What types of camps are available?
There are many different types of camps (e.g., single sex, co-ed, residential, day, all-around, specialty) that have distinct missions. Understanding your goals for the camp experience will help you narrow down the type of camp that is best for your child.
How do I know when my child is ready for camp?
There is no specific age that is ideal for starting camp. Making the decision about whether or not your child is ready for camp depends on the type of camp you are considering. In addition, your child’s unique development should be a strong indicator of when your child is ready to go to camp.

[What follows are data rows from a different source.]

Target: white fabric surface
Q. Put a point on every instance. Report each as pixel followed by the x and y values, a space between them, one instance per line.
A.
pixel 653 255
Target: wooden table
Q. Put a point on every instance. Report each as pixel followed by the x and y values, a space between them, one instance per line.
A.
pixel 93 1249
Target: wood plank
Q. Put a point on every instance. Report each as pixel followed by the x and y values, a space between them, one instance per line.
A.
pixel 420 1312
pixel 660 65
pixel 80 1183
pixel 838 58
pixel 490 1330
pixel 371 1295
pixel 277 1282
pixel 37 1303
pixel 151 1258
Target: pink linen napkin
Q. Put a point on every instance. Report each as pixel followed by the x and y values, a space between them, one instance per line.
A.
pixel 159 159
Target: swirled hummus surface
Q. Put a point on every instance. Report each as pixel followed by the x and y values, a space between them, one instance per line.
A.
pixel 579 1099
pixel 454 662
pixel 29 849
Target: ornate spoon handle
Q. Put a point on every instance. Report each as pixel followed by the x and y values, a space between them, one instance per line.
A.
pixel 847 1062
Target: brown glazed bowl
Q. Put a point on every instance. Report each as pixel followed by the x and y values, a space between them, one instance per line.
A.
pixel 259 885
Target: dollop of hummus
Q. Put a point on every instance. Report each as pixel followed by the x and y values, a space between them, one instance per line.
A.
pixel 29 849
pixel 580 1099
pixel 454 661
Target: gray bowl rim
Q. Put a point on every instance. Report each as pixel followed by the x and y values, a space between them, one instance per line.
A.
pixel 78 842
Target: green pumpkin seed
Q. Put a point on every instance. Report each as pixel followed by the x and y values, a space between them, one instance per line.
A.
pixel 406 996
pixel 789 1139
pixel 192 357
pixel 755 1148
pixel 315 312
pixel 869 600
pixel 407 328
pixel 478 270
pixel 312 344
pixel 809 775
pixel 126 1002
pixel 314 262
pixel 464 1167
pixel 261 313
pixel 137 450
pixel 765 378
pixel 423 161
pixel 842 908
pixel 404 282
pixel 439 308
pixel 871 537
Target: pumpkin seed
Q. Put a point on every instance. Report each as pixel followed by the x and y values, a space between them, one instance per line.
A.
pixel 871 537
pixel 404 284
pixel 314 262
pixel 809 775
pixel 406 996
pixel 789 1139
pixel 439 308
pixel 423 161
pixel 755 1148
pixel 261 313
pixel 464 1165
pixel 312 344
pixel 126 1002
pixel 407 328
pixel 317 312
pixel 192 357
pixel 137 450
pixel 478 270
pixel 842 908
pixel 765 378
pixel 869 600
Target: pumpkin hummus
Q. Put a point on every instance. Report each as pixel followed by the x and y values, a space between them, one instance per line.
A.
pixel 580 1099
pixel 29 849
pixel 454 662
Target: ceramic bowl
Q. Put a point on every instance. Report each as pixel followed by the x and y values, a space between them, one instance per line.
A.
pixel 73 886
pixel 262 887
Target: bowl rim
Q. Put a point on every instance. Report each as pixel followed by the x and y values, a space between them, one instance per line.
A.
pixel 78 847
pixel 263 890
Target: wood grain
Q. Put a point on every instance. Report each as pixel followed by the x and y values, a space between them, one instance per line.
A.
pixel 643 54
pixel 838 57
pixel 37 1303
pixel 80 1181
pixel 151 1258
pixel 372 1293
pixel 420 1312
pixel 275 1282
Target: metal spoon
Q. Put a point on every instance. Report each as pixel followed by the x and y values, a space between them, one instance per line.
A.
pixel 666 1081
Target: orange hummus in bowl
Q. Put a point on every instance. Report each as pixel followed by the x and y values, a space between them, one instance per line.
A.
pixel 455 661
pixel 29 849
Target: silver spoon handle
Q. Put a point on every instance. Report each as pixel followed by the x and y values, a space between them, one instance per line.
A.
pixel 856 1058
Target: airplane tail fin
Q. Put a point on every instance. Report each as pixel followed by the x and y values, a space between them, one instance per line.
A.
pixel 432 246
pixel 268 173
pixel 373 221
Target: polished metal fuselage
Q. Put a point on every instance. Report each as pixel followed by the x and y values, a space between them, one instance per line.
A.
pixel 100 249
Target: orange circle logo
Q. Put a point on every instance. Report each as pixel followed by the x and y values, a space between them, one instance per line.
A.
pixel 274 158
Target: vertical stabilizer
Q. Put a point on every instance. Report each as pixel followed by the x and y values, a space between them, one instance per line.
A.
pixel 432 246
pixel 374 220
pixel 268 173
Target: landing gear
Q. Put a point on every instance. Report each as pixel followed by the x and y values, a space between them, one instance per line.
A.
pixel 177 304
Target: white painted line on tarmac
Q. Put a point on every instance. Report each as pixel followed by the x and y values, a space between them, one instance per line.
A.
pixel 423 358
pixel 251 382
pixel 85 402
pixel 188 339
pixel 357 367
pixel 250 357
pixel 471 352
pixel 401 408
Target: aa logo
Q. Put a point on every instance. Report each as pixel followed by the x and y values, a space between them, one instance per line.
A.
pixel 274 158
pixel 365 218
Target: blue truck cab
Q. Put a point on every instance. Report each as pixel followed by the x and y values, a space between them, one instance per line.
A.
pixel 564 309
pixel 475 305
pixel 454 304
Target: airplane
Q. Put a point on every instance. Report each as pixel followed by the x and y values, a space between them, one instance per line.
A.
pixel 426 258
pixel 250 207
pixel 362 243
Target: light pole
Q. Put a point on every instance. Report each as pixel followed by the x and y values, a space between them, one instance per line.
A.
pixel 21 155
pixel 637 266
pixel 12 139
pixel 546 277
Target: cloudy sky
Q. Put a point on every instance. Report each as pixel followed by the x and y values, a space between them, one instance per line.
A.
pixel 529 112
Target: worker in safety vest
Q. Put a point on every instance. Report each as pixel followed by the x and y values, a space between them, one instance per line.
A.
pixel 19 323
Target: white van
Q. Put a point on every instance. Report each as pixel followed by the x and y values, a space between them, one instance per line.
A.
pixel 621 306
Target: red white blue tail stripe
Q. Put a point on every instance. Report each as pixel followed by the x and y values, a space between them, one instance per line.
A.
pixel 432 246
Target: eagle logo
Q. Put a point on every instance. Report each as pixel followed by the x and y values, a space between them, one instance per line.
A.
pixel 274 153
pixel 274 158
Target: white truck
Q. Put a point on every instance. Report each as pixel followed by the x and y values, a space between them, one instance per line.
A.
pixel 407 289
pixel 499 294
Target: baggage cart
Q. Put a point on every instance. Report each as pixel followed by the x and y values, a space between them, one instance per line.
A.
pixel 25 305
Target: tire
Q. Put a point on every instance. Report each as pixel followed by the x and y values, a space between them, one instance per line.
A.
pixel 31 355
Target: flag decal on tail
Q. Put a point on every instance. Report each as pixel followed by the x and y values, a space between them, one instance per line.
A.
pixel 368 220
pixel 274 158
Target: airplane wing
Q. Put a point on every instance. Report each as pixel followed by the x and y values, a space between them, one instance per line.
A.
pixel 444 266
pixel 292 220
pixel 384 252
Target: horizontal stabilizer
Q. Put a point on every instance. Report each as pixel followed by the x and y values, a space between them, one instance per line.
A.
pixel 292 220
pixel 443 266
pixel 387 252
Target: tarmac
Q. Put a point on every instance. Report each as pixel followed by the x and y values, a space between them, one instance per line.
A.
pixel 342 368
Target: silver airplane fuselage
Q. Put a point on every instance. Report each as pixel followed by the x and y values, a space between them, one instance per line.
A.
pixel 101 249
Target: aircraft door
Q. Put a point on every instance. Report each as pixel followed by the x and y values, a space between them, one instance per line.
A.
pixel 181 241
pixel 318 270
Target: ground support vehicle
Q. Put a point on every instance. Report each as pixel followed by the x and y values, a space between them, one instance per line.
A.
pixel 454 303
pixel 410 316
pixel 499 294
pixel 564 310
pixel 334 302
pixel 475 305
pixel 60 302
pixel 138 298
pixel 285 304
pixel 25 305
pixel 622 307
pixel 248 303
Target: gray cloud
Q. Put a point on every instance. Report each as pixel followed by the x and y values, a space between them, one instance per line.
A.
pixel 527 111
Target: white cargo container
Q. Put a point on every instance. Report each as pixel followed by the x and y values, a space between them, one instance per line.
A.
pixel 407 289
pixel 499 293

It is a good idea to contact the camp directors at camps you are considering to get their perspectives on the types of milestones that your child should achieve before she attends a particular camp.
My little girl is very shy, will she make friends at camp?
All different types of children thrive in a camp setting. If your child is shy, camp may help her develop skills so she is more comfortable in her social environment. Camp directors should be sensitive to your child’s unique personality. As you are deciding on a particular camp for your daughter, be sure to ask the camp director what steps he or she would recommend to help your daughter transition into the camp environment.
What if my child has food allergies?
Many children have food allergies or other medical conditions. These issues should not prevent your child from experiencing summer camp. It is important to note that camps vary considerably in their ability to deal with different types of medial issues. Be sure to consult the camp directors or camp medical staff about your child’s particular medical needs before you decide on a summer camp.
What if my child gets homesick?
If your child attends sleepaway camp, it is normal that she experiences some homesickness. It is important to talk with camp directors about the approach they take for dealing with homesickness at camp. For example, at Point O’Pines we think it is important to talk with campers about strategies to deal with homesickness before they come to camp. We have found that this approach helps campers to better recognize their feelings and work through their homesickness with the support of caring staff members. We have also found that parents appreciate it when we provide suggestions for how they can support their children as they work through feelings of homesickness.